New painting in honor of Lynn Margulis
A dynamic and colorful painting honoring the life and work of the late renowned researcher Lynn Margulis is now installed in the Morrill Science Center on campus, where it will aptly dominate a shared hallway between the Biology and Geosciences departments.
Her UMass Amherst colleagues say the 4 x 6-foot reproduction of a bright and complex painting, "Endosymbiosis: Homage to Lynn Margulis," by Shoshanah Dubiner of Ashland, Ore., is a fitting tribute to the brilliant originality of a woman who combined microbiology, chemistry, geology, paleogeography and many other disciplines to form a unique vision of the Earth and humans' place in the cosmos. An accompanying plaque remembers Margulis for her theories of endosymbiosis and Gaia, her teaching abilities and zest for communicating science to the public.

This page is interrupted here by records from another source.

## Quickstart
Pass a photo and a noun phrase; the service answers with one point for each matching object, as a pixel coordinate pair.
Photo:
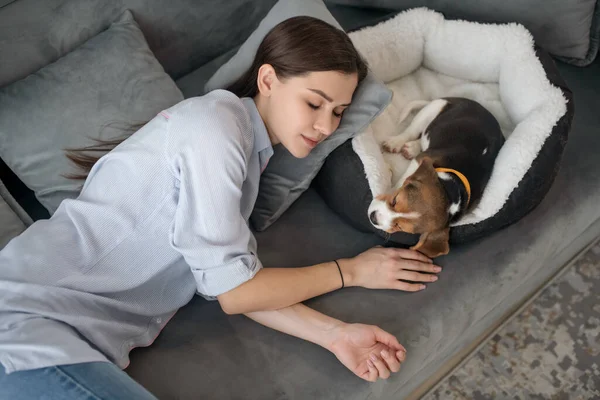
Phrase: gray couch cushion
(203, 353)
(287, 177)
(569, 29)
(113, 77)
(183, 34)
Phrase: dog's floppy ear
(434, 244)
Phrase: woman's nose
(325, 126)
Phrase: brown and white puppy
(453, 143)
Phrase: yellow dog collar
(462, 178)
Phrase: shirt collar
(262, 142)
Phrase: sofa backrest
(183, 34)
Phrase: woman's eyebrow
(325, 96)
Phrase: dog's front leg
(417, 126)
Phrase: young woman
(164, 216)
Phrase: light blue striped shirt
(161, 217)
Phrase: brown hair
(294, 47)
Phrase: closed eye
(315, 107)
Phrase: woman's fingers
(408, 254)
(419, 266)
(415, 276)
(381, 367)
(408, 287)
(388, 339)
(391, 361)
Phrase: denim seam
(77, 384)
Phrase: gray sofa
(203, 353)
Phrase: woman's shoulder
(218, 119)
(215, 105)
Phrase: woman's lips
(310, 142)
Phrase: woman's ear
(265, 79)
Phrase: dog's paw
(393, 145)
(411, 149)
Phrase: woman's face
(300, 112)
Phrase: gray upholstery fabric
(203, 353)
(113, 77)
(183, 34)
(287, 177)
(11, 223)
(569, 29)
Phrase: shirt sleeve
(208, 147)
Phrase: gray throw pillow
(287, 177)
(111, 79)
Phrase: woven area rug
(550, 350)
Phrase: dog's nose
(373, 217)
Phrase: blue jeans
(89, 381)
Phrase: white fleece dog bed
(420, 55)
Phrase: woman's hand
(389, 268)
(367, 350)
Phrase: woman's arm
(368, 351)
(377, 268)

A Distinguished University Professor and National Medal of Science recipient, Margulis was best known for her theory of symbiogenesis, which posits that inherited variation, a basis of Darwinian evolution, does not come mainly from random mutations. Instead, new tissues, organs and even new species evolve through a collaborative "intimacy of strangers," her phrase for expressing how microorganisms join forces and evolve over time to solve problems together.
The painting and plaque are located near Room 220 Morrill Science Center II South, 627 North Pleasant St., on campus. Micro-paleontologist Mark Leckie, an expert in ancient plankton and chair of the geosciences department, says, "This painting is so appropriate as a tribute to her, as is the fact that it's right around the corner from the Life and Earth Cafe, the student lounge and the College of Natural Sciences advising center. It recognizes her as a passionate mentor to young scientists, a talented educator and an out-of-the-box thinker."
"She was extremely creative and she challenged our understanding and knowing of biology, especially of evolution. Her ideas provoked deep thought. In her theory of endosymbiosis, in talking about evolution, she was also talking about Deep Time and Earth history. That was the frame for her discussion of the evolution of life, that we evolved together with Earth and our development was integrally related to Earth's from the beginning," he adds.
Dubiner, who never met Margulis, says the scientist's remarkable ideas about the interconnected web of life profoundly touched her as an artist over many years. The artist began the painting when she learned of Margulis's death last November. Dubiner also attended the campus symposium "Celebrating a Life of Science: In Memory of Lynn Margulis," at UMass Amherst in March, where she presented the painting to the university community.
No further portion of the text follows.